Hunting safaris sit inside a hard ethical and legal frame, and anyone considering one, or simply wanting to understand the debate, should know the basics.

  • CITES and import bans: international trade in the parts of protected species is controlled under the CITES convention, and the United States, the United Kingdom, the European Union and others have banned or tightly restricted the import of hunting trophies from lions, elephants and rhinos.
  • Canned hunting: the shooting of captive-bred, hand-reared lions in fenced enclosures is condemned across the conservation world and has no defenders among serious biologists. South Africa has moved to shut down its captive-lion farms, which hold thousands of animals bred for the bullet.
  • The contested middle: some southern African governments argue that strictly regulated, quota-based hunting of wild animals funds conservation and gives rural communities a stake in protecting habitat. Critics dispute the figures and the ethics. It is a genuine debate, not a settled one, and worth reading both sides before forming a view.

What to pack

Safari packing rewards restraint and a few specific items.

  • Neutral clothing: greens, browns and khaki that do not spook animals or show dust, with warm layers for cold open-vehicle mornings and light cover for the midday sun.
  • Binoculars and a zoom: a decent pair of binoculars for each person and a camera with a long lens do more for the experience than anything else. Leave the flash off near animals.
  • The practical kit: high-factor sun protection, strong insect repellent, a hat, a soft duffel rather than a hard case for small bush flights, and any personal medication in your hand luggage.

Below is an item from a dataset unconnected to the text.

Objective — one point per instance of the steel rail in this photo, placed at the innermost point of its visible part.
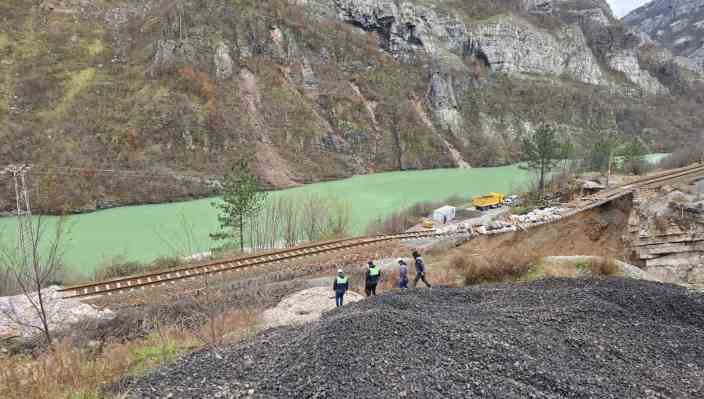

Etiquette, tipping and respect

How you behave on safari matters to the animals, the guides and the communities you pass through.

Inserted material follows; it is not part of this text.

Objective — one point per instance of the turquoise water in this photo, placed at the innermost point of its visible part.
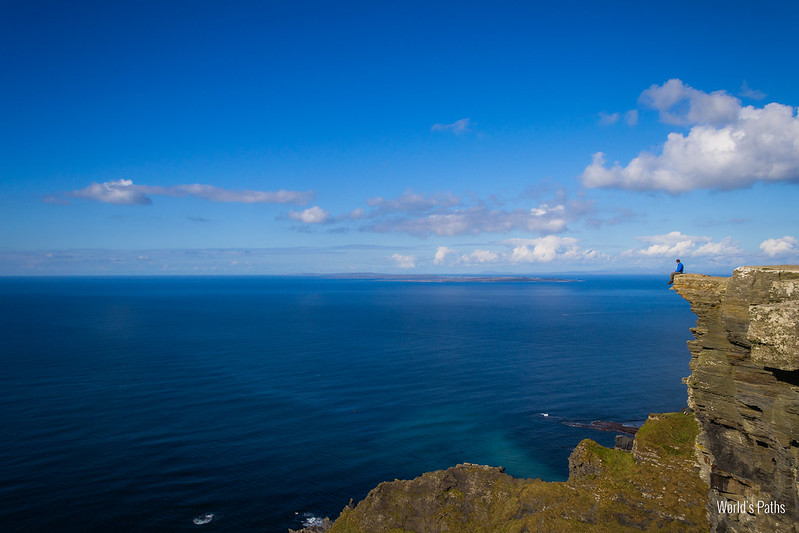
(139, 404)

Keep voices low at sightings, never litter or feed wildlife, and ask before photographing people in villages. Tipping is expected and is a real part of guides’ and trackers’ income, so budget for it separately and tip the camp staff and your guide at the end of the stay. Buying crafts directly from local makers and choosing community lodges spreads the benefit of your visit, the spirit that runs through our look at the continuity and change in African cultures and the continent’s many language families.

Frequently Asked Questions

When is the best time to go on safari in Africa?

The dry season, roughly May to October, is best for game viewing, when sparse vegetation and animals gathering at waterholes make wildlife easier to spot. East Africa’s wildebeest migration peaks with the river crossings around the middle of the year. The green season offers newborn animals, fewer crowds and lower prices, with thicker cover.

Is an African safari safe?

Yes, with sensible precautions. Take antimalarial medication where needed, check vaccination requirements such as yellow fever before you travel, and follow your guide’s instructions around animals at all times. The real risks come from ignoring the rules, not from the wildlife itself.

What is the difference between a photographic safari and a hunting safari?

A photographic safari is the standard trip, watching and photographing animals in national parks and reserves. A hunting safari involves shooting animals under licence and is legal only in certain countries and under strict quotas. Photographic safaris are far more common, support more livelihoods and leave the animals alive.

Regulated hunting is legal in several countries, but the trade in trophies is controlled by CITES and many nations now ban the import of lion, elephant and rhino trophies. Canned hunting of captive-bred lions is widely condemned and being phased out in South Africa. Whether even regulated wild hunting helps conservation is genuinely debated, so read both sides.

What should I pack for a safari?

Neutral-coloured clothing in greens and browns, warm layers for cold mornings, sun protection, strong insect repellent, binoculars and a camera with a zoom lens. Pack into a soft bag for small bush flights and keep medication in your hand luggage.